Et voilà que, petit à petit, alors que Katie Maguire doit mener une enquête au combien délicate, apparaissent de nouveaux éléments qui laissent penser qu'il ne s'agit pas "juste" d'un thriller ou "juste" d'un roman d'horreur, mais qu'il pourrait y avoir une dimension fantastique très importante... Graham Masterton joue avec nous, et ce n'est pas désagréable d'être dans le doute.
En n'affichant pas directement ses intentions, le romancier installe un climat particulier, angoissant, à cause duquel le lecteur, même en possédant des informations qu'ignorent les enquêteurs, s'interroge : et si Katie Maguire recherchait un tueur aux caractéristiques extraordinaires, surnaturelles, capable de tuer à près d'un siècle d'écart ?
Le cocktail est appétissant, on sait de quoi Graham Masterton est capable, en particulier lorsqu'il nous plonge dans des descriptions effroyables, mais aussi lorsqu'il peut, et je reviens à "Manitou", son premier roman et son oeuvre la plus célèbre, déchaîner des forces incontrôlables, aux effets effroyablement spectaculaires.
Alors, où ranger "Katie Maguire" ? Ce n'est pas dans ce billet que vous l'apprendrez, et pour cause : c'est l'un des enjeux de ce roman, qui reste incertain jusqu'au dénouement, jusqu'à ce que la réponse nous soit donnée à travers les événements relatés.
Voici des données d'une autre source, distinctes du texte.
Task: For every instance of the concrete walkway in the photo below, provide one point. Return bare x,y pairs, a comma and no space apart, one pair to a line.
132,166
Mais cette ambiguïté, habilement entretenue, est un des éléments forts de cette lecture.
Et puis, il y a Katie Maguire elle-même. Je le répète, elle n'est pas n'importe qui : pour la première fois, une femme est devenue commissaire au sein de la Garda, ça en impose. On pourrait alors s'attendre à ce qu'elle soit mise à rude épreuve, qu'elle peine dans son boulot, comme Renée Ballard, évoquée précédemment, ou comme Erika Foster, dont nous reparlerons bientôt...
Mais ce n'est pas le cas du tout : la commissaire Katie Maguire est respectée et fait l'unanimité au sein de la Garda. Si quelqu'un doit se charger de l'affaire des squelettes aux poupées, c'est elle et personne d'autre et tous ces subalternes vont se mobiliser pour l'aider dans cette tâche qui se complique minute après minute...
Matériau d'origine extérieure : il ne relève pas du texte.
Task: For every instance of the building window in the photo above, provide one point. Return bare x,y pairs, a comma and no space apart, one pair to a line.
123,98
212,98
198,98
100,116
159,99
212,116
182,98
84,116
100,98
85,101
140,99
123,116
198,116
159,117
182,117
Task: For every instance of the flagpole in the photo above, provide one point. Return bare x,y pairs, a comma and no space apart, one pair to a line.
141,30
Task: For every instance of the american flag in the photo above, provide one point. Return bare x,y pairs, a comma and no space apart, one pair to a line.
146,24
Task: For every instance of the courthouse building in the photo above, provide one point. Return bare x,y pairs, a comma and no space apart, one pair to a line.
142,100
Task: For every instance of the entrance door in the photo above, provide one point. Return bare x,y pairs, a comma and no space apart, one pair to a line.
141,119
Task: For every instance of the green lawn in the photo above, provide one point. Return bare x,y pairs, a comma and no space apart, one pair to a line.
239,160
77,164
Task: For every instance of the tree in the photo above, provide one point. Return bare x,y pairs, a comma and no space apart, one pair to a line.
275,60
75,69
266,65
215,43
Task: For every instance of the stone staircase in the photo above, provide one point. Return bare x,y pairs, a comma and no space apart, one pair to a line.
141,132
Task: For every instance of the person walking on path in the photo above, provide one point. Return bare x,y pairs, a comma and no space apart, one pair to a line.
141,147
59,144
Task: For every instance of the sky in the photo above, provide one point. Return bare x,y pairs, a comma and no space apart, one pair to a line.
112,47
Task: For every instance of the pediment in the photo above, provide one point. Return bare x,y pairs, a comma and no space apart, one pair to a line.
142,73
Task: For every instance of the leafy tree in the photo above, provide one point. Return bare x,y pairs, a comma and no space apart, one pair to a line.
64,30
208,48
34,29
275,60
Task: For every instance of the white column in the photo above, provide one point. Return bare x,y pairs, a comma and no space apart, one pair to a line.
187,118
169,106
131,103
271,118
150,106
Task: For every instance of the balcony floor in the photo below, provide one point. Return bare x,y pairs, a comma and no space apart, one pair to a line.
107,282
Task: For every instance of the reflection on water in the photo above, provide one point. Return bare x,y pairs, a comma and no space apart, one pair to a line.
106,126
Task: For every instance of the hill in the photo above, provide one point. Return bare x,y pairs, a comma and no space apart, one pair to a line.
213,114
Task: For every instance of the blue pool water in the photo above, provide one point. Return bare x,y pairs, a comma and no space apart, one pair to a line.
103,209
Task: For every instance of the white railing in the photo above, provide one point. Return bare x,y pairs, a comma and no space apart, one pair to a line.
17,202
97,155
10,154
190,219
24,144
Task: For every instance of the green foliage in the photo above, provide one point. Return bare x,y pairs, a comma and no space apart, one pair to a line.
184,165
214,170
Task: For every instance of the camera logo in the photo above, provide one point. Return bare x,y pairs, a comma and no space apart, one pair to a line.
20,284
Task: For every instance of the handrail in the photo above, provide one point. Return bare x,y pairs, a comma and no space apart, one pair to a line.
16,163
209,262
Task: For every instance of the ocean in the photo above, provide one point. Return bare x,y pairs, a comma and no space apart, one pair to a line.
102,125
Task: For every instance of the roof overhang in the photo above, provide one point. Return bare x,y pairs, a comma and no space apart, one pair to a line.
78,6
Katie Maguire n'est pas seulement compétente, c'est aussi un bourreau de travail qui ne compte pas ses heures et qui vit pour son métier, 24h sur 24, même lorsqu'elle dort. Et, s'il faut chercher un défaut à la cuirasse de ce personnage, c'est sans doute là qu'il faut chercher : non pas dans sa vie professionnelle, mais dans sa vie privée.
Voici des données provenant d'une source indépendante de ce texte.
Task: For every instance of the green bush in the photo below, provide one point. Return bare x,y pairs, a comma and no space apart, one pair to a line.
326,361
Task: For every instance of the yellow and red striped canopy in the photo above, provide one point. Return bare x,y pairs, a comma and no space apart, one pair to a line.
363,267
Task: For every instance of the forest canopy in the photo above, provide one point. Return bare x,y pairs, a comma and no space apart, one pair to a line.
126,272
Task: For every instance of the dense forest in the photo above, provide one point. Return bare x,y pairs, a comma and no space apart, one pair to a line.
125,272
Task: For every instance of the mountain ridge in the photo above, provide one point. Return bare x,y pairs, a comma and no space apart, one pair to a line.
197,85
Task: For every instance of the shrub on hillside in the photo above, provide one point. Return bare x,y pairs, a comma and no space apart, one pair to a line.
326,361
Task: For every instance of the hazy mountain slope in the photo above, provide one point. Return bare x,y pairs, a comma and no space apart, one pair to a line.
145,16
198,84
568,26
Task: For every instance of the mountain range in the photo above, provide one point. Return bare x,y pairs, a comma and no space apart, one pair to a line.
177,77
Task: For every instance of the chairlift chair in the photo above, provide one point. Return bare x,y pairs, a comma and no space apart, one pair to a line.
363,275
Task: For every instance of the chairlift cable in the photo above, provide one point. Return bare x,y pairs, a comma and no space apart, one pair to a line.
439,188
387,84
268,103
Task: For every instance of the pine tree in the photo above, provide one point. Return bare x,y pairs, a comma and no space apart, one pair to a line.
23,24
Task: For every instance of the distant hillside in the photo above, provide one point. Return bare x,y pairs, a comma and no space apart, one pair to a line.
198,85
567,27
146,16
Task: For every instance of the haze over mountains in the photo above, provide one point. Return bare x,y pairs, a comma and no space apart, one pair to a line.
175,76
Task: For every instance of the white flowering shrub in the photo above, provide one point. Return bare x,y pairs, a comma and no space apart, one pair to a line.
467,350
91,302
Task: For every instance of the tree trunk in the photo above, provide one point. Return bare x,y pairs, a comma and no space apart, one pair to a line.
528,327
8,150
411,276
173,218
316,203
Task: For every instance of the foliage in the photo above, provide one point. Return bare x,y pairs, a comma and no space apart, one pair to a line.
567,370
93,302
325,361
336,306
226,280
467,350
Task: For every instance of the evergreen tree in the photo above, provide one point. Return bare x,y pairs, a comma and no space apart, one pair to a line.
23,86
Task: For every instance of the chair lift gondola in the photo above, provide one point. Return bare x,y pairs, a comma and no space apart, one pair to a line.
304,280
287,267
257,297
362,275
Et là, c'est beaucoup moins solide. L'image impassible et pleine d'une autorité naturelle qu'elle affiche dans son milieu professionnelle se lézarde. Je ne vais pas tout dévoiler ici des fragilités de Katie Maguire, mais parler de l'élément qui tient la place la plus importante dans le roman : en l'occurrence son époux, Paul.
Comment imaginer couple plus mal assorti ? Elle, la policière modèle, lui, le minable escroc, toujours entre deux coups foireux qui lui rapporteront surtout des ennuis... Être commissaire de la Garda doit être un métier stressant, mais c'est encore plus le cas quand on redoute, au quotidien, de retrouver le nom de son époux dans un des dossiers à traiter...
Oui, Paul est un problème, pour Katie Maguire, car il pourrait lui coûter sa carrière un jour ou l'autre, parce qu'il se sera fait prendre la main dans le sac... Entre les deux époux, la tension est à son comble, et on a l'impression qu'ils s'évitent le plus possible : Katie rentre de plus en plus tard à la maison, et Paul vaque à ses douteuses occupations sans que la commissaire sache où le trouver.
Les histoires de familles ou privées des flics des polars (encore plus quand ce sont des séries), cela ne me fascine pas, ça m'agace même quelquefois. C'est quelque chose qui peut vite parasiter les intrigues et casser le rythme. Bref, c'est souvent, je trouve, un peu artificiel et dispensable. Mais pas ici, car la relation entre Katie et Paul va devenir un élément important du récit.
Il y a une information que je n'ai pas encore donnée, et c'est le moment de la livrer. "Katie Maguire" est le premier tome d'une série. Et pourtant, ce qui se déroule dans ce livre pourrait faire penser à un one-shot tant la situation du personnage principal évolue entre le début et la fin. C'est même plus qu'une évolution, c'est un... nan, pas une révolution, ça va, j'allais dire un bouleversement.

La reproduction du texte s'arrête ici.